In my post here I describe, in detail, a technique that allows you to use the index with LIKE
for fast %infix%
search, at the cost of some extra storage:
https://stackoverflow.com/a/22531268/543814
As long as the strings are relatively small, the storage requirement is generally acceptable.
According to Google, the average e-mail address is 25
characters long. This increases your required storage by a factor 12.5
on average, and gives you fast indexed search in return. (See my post for the calculations.)
From my perspective, if you are storing 10'000 e-mail addresses, you should be fine storing (the equivalent of) about 100'000 e-mail addresses, too. If this is what it takes to allow you to use an index, that seems like an acceptable trade-off.
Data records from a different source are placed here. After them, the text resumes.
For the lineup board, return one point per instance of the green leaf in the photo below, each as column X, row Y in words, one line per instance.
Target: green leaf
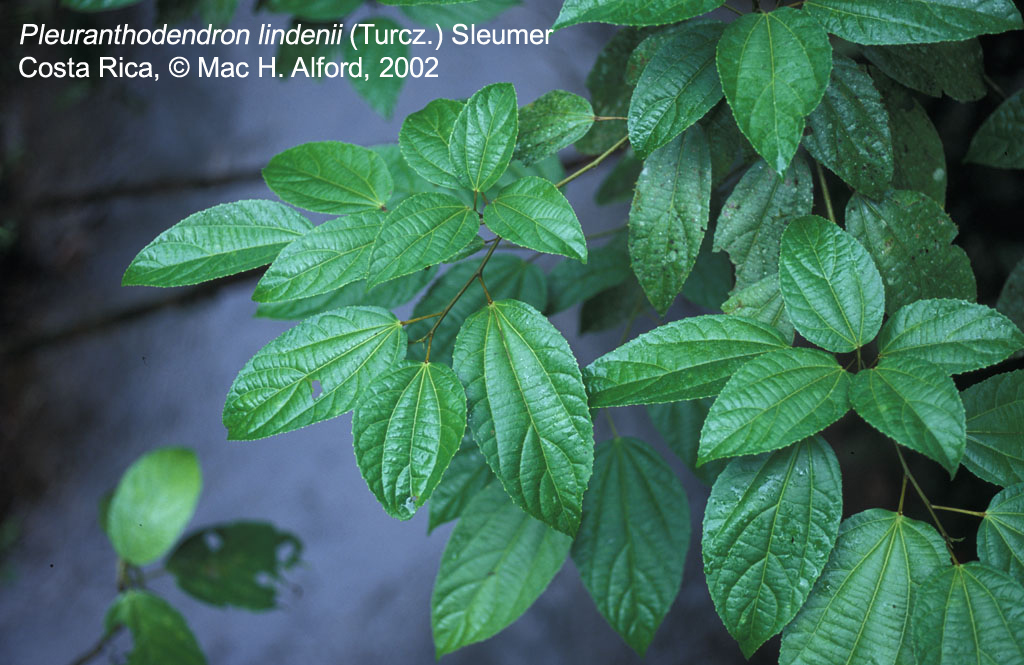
column 669, row 216
column 956, row 335
column 833, row 291
column 330, row 176
column 343, row 350
column 995, row 428
column 497, row 563
column 850, row 130
column 527, row 409
column 632, row 544
column 506, row 277
column 953, row 68
column 532, row 213
column 773, row 401
column 551, row 122
column 678, row 87
column 908, row 236
column 423, row 231
column 915, row 404
column 327, row 258
column 220, row 241
column 425, row 139
column 751, row 224
column 155, row 500
column 160, row 633
column 913, row 22
column 969, row 614
column 239, row 564
column 483, row 136
column 859, row 609
column 770, row 524
column 997, row 141
column 407, row 428
column 774, row 70
column 683, row 360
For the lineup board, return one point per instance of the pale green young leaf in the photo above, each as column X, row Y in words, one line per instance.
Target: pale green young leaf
column 217, row 242
column 774, row 69
column 153, row 504
column 770, row 524
column 330, row 176
column 859, row 609
column 497, row 563
column 773, row 401
column 915, row 404
column 632, row 543
column 527, row 409
column 343, row 350
column 683, row 360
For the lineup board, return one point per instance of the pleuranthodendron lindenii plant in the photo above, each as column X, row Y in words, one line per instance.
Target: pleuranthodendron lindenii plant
column 884, row 301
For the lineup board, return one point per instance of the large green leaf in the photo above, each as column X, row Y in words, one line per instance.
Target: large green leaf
column 908, row 236
column 341, row 350
column 915, row 404
column 531, row 212
column 406, row 429
column 498, row 562
column 527, row 409
column 423, row 231
column 969, row 614
column 833, row 291
column 632, row 544
column 956, row 335
column 913, row 22
column 850, row 130
column 669, row 216
column 770, row 524
column 330, row 176
column 239, row 564
column 995, row 428
column 678, row 86
column 751, row 224
column 154, row 502
column 773, row 401
column 483, row 136
column 683, row 360
column 859, row 609
column 774, row 70
column 217, row 242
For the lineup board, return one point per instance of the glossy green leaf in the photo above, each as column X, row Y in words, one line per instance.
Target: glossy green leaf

Often, disk space is cheap, while non-indexed searches are unaffordable.
If you choose to take this approach, I suggest that you limit the input length of e-mail addresses to 64
characters. Those rare (or attacker) e-mail addresses of such length will require up to 32
times the usual storage. This gives you:
- Protection against an attacker trying to flood your database, since these still aren't very impressive amounts of data.
- The expectation that most e-mail addresses are not of this length anyway.
If you consider 64
characters too harsh a requirement, use 255
instead, for a worst-case storage increase factor of 127.5
. Ridiculous? Possibly. Likely? No. Fast? Very.